The great pyramids of Egypt were built by citizens of the Egyptian empire for their monarchs beginning in the 4th dynasty. We saw in class that the pyramid-shaped mortuary complex is a further development of mastabas that served as superstructures to earlier (and some contemporaneous) royal burials (Watrall 2012). Earlier structures included storage complexes for inclusion of foods and other grave goods. Small niches in the outside and later interior offering chambers allowed the living to continue honoring the dead by providing sustenance.
Bard (2008) suggests that the akh was the part of the deceased which could come back and cause trouble for the living – not only would leaving an offering have indicated respect for tradition and for one’s ancestors, but must have provided a preventative measure against ghost-related troubles.

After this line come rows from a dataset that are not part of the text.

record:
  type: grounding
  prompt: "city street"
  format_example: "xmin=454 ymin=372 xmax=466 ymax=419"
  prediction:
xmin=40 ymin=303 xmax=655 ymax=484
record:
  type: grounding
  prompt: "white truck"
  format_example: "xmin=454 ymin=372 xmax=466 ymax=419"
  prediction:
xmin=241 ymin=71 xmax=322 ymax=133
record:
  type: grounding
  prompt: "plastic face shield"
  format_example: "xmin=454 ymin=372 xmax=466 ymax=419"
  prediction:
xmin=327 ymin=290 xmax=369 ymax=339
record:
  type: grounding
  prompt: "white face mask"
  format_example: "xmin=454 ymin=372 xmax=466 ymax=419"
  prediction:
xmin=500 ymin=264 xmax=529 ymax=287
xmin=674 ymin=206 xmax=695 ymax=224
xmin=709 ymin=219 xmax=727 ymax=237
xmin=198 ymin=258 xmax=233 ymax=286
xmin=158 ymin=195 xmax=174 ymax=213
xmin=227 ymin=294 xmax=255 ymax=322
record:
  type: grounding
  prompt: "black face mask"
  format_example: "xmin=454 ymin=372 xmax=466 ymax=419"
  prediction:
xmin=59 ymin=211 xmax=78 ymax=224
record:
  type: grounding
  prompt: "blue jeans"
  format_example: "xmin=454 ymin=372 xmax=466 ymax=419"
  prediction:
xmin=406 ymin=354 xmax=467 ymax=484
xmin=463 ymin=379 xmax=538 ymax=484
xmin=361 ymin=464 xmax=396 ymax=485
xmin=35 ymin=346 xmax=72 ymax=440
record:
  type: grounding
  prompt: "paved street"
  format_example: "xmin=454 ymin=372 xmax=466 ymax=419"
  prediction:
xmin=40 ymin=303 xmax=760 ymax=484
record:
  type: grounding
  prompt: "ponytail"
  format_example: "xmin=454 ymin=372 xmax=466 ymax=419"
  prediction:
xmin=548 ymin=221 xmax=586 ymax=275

The massive importance of the pharaoh meant that this process was institutionalized in the Cults of the Pharaoh, who continued these practices for centuries. As a sacred space, access to the pyramids was restricted, so priests of some kind would be a fitting caretaker – the descendants of the deceased pharaohs were otherwise occupied and would not have been able to sufficiently provide for their predecessors.
Although the ideological linkages with the ka, ba, and akh are evident (Bard 2008:151-152), the importance of sustenance is found throughout ancient Egyptian culture. The need for and ability to provide food to the deceased rather than store or sell it for/to the living, occurs in a region with agricultural surplus. To avoid any determinism, it should be noted that rare luxury items, and generally items of higher quality than used in daily life (such as pottery and cosmetic palettes) were included as grave goods.
Would such a practice be less likely if this culture did not enjoy an agricultural surplus?